The danger to surrounding structures had passed and Rawly was out of the fight, another engine company working over the active flames at the far end of the building. We shot the breeze a couple minutes, telling fishing lies combined with enough truths to keep each other off balance.
“Captain!” a guy yelled from the corner of the building. “Got a body.”
“Oh, shit,” Rawly said. He ran toward the guy and I followed. We rounded the corner. A ladder truck was beside the building. Between the truck and the structure was a body on a collapsible stretcher, two young firefighters staring at the form. Judging by their eyes, it was their first dead body. The guy who’d called Rawly over had the name JEFFERS printed on his helmet.
A slender guy with some years on him, Jeffers nodded toward the younger guys. “Wills and Hancock found the body, hauled it out.”
One of the firefighters said, “Maybe we should have left it. It was just that…”
The kid couldn’t finish. I stared down. The corpse was charred beyond recognition, a wet briquette in semi- human shape.
Jeffers saw my badge. “You’re a cop? Maybe there’s a reason you’re here.”
“What are you talking about?” I asked.
“Roll it over,” Jeffers said.
Faces averted, the young guys turned the corpse from supine to prone. I saw two black twigs, arms, stretching behind the dark mass.
And on what had once been wrists, handcuffs.
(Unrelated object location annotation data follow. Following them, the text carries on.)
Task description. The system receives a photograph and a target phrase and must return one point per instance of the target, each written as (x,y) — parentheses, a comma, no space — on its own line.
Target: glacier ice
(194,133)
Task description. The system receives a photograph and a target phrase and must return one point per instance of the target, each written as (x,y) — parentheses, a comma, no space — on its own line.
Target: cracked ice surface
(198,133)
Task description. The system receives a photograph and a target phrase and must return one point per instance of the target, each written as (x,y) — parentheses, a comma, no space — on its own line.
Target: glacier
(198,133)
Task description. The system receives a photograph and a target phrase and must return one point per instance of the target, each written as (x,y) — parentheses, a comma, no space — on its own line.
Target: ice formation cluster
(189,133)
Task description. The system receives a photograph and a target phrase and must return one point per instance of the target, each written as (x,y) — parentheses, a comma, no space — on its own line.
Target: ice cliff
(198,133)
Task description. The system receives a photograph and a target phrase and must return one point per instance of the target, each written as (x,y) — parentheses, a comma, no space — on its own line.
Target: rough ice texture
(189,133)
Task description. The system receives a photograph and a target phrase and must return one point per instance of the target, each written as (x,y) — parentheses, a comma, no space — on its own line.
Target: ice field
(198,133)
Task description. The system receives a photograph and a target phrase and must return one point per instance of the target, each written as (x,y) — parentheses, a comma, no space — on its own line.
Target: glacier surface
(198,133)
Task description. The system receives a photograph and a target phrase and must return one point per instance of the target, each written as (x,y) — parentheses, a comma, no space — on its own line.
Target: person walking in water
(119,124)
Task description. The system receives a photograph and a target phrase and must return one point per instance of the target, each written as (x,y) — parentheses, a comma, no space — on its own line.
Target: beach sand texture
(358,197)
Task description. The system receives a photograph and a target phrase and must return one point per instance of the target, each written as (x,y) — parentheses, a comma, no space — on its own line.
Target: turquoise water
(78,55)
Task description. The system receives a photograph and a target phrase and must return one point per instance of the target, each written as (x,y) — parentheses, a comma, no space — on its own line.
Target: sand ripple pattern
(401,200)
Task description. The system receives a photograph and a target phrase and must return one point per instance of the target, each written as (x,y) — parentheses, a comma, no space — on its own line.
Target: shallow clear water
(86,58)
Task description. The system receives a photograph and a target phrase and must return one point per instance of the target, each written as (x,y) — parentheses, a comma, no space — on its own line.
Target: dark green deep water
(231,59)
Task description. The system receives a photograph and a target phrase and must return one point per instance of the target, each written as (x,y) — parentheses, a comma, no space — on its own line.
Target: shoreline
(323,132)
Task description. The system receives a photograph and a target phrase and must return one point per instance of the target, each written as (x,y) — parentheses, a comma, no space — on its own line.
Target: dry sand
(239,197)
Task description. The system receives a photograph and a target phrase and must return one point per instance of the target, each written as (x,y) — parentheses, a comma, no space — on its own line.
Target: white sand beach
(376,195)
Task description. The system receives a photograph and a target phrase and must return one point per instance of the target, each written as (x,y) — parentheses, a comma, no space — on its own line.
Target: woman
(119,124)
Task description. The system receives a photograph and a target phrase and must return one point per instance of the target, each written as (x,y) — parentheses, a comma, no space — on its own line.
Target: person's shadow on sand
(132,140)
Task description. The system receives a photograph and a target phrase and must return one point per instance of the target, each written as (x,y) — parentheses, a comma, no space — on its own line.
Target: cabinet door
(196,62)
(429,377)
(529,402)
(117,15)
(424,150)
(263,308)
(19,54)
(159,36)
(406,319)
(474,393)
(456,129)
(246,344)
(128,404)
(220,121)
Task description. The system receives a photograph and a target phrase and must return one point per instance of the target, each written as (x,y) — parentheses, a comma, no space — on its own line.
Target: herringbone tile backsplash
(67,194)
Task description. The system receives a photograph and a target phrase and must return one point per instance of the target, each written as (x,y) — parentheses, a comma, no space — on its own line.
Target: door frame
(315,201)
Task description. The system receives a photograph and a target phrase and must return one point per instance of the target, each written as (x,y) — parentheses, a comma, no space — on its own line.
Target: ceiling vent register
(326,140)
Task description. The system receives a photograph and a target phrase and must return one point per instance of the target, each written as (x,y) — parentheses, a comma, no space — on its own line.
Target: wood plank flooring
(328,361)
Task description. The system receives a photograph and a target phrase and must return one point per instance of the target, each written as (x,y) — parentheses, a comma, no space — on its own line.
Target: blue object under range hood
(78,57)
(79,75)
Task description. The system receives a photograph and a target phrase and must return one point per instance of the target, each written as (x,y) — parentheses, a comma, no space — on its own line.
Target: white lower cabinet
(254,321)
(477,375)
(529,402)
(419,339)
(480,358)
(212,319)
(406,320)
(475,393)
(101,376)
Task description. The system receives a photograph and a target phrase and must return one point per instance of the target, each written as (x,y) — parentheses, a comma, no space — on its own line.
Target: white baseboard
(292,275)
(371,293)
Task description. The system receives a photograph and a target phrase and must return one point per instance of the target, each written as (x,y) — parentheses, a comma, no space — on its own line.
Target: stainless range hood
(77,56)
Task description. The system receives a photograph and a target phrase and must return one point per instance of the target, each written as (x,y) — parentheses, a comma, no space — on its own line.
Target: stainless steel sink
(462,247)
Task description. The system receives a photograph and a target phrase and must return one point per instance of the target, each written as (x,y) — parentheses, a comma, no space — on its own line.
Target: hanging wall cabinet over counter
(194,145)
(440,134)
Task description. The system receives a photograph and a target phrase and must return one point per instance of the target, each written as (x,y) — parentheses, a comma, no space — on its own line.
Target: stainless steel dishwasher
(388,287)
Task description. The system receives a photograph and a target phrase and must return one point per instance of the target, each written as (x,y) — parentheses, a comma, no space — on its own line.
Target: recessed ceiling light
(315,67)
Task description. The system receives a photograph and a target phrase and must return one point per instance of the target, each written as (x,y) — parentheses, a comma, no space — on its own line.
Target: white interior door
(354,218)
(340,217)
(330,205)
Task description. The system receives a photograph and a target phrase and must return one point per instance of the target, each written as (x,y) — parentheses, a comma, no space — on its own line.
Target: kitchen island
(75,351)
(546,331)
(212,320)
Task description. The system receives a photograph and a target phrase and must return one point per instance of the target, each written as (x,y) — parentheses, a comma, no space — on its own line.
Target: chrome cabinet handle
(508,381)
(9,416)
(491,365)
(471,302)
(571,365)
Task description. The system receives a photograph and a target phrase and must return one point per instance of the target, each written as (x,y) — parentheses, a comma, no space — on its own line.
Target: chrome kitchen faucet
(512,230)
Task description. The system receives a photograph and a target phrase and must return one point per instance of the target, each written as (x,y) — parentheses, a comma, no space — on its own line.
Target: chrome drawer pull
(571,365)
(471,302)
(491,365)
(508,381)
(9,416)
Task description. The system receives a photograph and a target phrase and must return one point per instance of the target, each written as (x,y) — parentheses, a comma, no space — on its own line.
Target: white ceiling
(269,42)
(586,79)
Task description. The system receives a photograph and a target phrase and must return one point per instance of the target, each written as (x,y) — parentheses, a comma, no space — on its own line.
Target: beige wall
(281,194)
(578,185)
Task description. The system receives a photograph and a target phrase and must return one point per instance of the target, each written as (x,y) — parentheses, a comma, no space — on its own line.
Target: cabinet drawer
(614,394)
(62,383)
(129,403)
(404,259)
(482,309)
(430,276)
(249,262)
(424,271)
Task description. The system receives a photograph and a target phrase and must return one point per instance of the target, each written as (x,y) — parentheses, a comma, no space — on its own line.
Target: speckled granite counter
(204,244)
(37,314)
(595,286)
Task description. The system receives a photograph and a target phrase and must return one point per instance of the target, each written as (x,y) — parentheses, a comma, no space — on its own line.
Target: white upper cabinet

Rawly hunkered beside the corpse and thumbed ash from the cuffs. Underneath, they were stainless steel, a bit darkened, but still bright. The lock mechanism was sturdy, the link forged. Good cuffs, pro quality.
Rawly frowned. “I think the arson probability just jumped a notch, Carson. I’ll call Forensics.”
Jeffers said, “There ain’t much left of the room it was in. The body was on the third floor, but started out on the fourth. It was in a huge bed judging by the frame. It all fell through when the fire ate away the floor joists.”
“Think this’ll be one of yours, Carson?” Rawly asked.
“Someone else’ll get the case. My dance card’s full.”
“Wanna take a look inside anyway? I can’t say the area will stay secure. Too many feet stomping around.”
The fire was pretty much knocked back on our side of the building, a few rooms at the other end still spewing black smoke as firefighters aimed thick ribbons of water through the windows.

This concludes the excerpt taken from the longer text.